RAID 0 (AKA ‘striping’) creates one logical disk out of multiple, identical physical disks. The total capacity is the sum of the individual disks. It offers higher data throughput, but does not actually provide any data redundancy whatsoever. Each disk is proportioned into many identically-sized ‘stripes’, which form a continuous chain when seen from the point of view of the whole logical disk. The stripes are shared in such a way that the first physical disk contains the first stripe, the second physical disk the second, and so on, until we return to the first physical disk where the count continues. The RAID controller stores metadata in track 0 of the physical disk(s) that dictates the configuration of the RAID array. If this metadata is corrupted or lost, the logical RAID 0 disk will be lost, the controller will treat the physical drives as individual, separate logical drives and the data will be inaccessible because it is split over multiple discs. This guide attempts to show how one can recover the logical RAID 0 disk when little information is know about physical & logical disk parameters, and partition & file system information a priori.

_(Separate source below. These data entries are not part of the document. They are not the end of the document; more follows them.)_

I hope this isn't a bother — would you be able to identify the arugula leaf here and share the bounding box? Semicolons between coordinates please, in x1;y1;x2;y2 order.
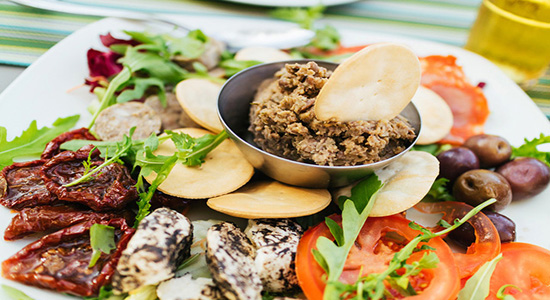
457;253;502;300
313;174;382;299
116;78;166;107
134;152;178;228
166;130;229;167
166;30;209;59
0;115;80;170
88;31;211;128
63;131;136;187
88;224;116;268
496;284;521;300
2;284;34;300
332;199;496;300
309;24;341;51
422;178;455;202
512;133;550;166
270;5;325;29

* If one of your physical disks has failed, then unfortunately the prospect of recovering your data is rather dim. The following guide should still be useful however: after you have determined the stripe size, you should still be able to recover files that start in a stripe and are small enough to fit within the same stripe on a remaining physical disk. Unless you have sophisticated recovery software, it might be more difficult to find and extract the associated file system metadata. It may sounds like a moot point now, but do keep backups of important data!

Introduction

The reader should be familiar with such terms as:

·     Sector (smallest addressable block of data on a disk, usually 512 bytes)
·     Master Boot Record (a table in sector 0 containing four entries that describes how areas of data is laid out on the disk)
·     Track 0 (consists of all the sectors in cylinder 0, head 0 of the disk, which contains the MBR and metadata, usually sectors 0-63)
·     File system Cluster (a cluster contains a fixed number of sectors, eg: 8, which yields 4KB clusters)
·     Partition information block (commonly a single sector that contains information about the file system in a partition, eg: the cluster size, cluster count, position of metadata, etc)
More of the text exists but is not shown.